Sunday, March 11, 2007

All Together Now....

Will Price (who is fast becoming one of my favorite bloggers) has another great post on the virtues of alignment. The key point he makes is that entrepreneurs can context-switch effortlessly, but that same capability cannot (and should not) be expected of the organization as a whole. In fact, this is the key test of the maturity of an early-stage company founder.

When your company starts out, you are hunting for validation, for a niche. You conduct small-scale experiments, involving marketing campaigns and product prototypes/demos. You then gather feedback and hopefully find a segment or two where the value proposition is easy to demonstrate, the need is urgent, and there is money available to solve the problem. You then double down on those segments. First, work your tail off to get anchor, referenceable customers, and then use those to streamline and accelerate the sales process. All the while, the product team is conducting small-scale experiments to identify the next couple of segments to target.

At least, that's how things should go. In practice, this discipline is very hard to achieve, and organizational alignment falls directly as a consequence of not following this disciplined approach. I've seen a couple of key areas that lead to a lack of alignment in the organization:
  • Failure to set up clear, time-bound success (and failure) criteria.

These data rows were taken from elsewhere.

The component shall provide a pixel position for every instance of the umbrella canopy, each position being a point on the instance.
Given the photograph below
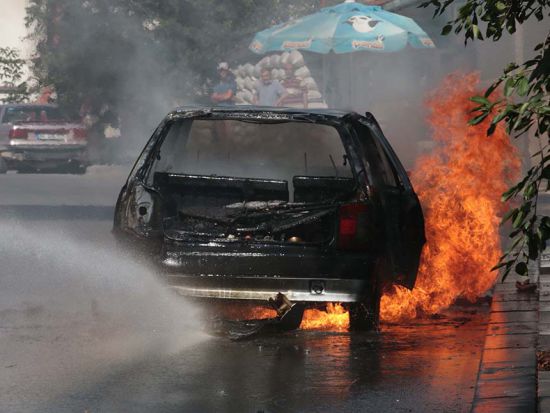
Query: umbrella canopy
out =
(347, 27)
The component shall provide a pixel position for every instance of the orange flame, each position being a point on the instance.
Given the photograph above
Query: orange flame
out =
(459, 185)
(334, 318)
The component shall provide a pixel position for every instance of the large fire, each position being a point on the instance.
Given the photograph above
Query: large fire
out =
(459, 185)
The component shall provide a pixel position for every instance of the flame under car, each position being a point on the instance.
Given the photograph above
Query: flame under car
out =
(248, 204)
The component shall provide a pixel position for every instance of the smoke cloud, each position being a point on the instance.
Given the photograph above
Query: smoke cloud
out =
(72, 312)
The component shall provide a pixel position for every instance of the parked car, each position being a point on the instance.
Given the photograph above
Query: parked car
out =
(242, 203)
(36, 137)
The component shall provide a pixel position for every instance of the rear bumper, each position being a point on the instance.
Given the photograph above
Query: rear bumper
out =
(312, 290)
(44, 153)
(261, 272)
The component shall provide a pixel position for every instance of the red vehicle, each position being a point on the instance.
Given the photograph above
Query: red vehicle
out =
(35, 138)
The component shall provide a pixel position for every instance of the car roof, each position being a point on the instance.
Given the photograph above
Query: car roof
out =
(264, 110)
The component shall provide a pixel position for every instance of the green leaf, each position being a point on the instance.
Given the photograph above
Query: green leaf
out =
(500, 6)
(509, 86)
(522, 86)
(478, 119)
(521, 268)
(481, 100)
(446, 29)
(501, 115)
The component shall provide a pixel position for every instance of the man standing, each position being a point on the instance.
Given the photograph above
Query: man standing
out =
(268, 92)
(296, 93)
(224, 92)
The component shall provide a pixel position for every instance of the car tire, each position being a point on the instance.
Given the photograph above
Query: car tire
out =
(77, 169)
(364, 315)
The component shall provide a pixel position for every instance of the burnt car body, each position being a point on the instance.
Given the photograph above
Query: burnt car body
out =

Early-stage companies do need to experiment; its unclear up front in most cases where you should be selling your product, who the ideal customer is etc. However, too often these experiments are not controlled. Without an up-front definition of when to consider the experiment a success, and when to walk away, its too easy to be led into one rat-hole after another, where success is just over the horizon, just one demo away. A common case is when you're able to get a toe-hold into a large enterprise and keep trying to accommodate their every request for information, for endless meetings, for product enhancements etc, without a clear idea of the end game. While the sale may eventually happen, the opportunity cost for the organization is immense.
  • Trying to do too much. You've conducted a couple of experiments, and found a couple of areas in which your product might add value. However, these areas don't have a lot to do with each other. You might rationalize this away and find connections where none really exist, but really you know that you've come to a key decision-point. Do I invest in solving problem X or problem Y? The thing is: you have to pick and quickly align the organization behind your choice. If you don't, the default trajectory is that there will be people in the organization who try to solve each problem, and the organization eventually splinters.
Alignment is relatively easy to test for: ask your marketing and sales people what they think the company does. Then ask your engineers. Ask the back office folks: finance, adminsitration, HR. Ask your customers. Ask analysts and the press. Ask them once every quarter. If the responses are roughly the same, then congratulations! You've kept the organization aligned. If not, don't fool yourself - you've got a serious problem and you need to address it as quickly as possible. Alignment is relatively easy to test for, but I don't see it happening too often. Could it be because we don't particularly want to know the answer?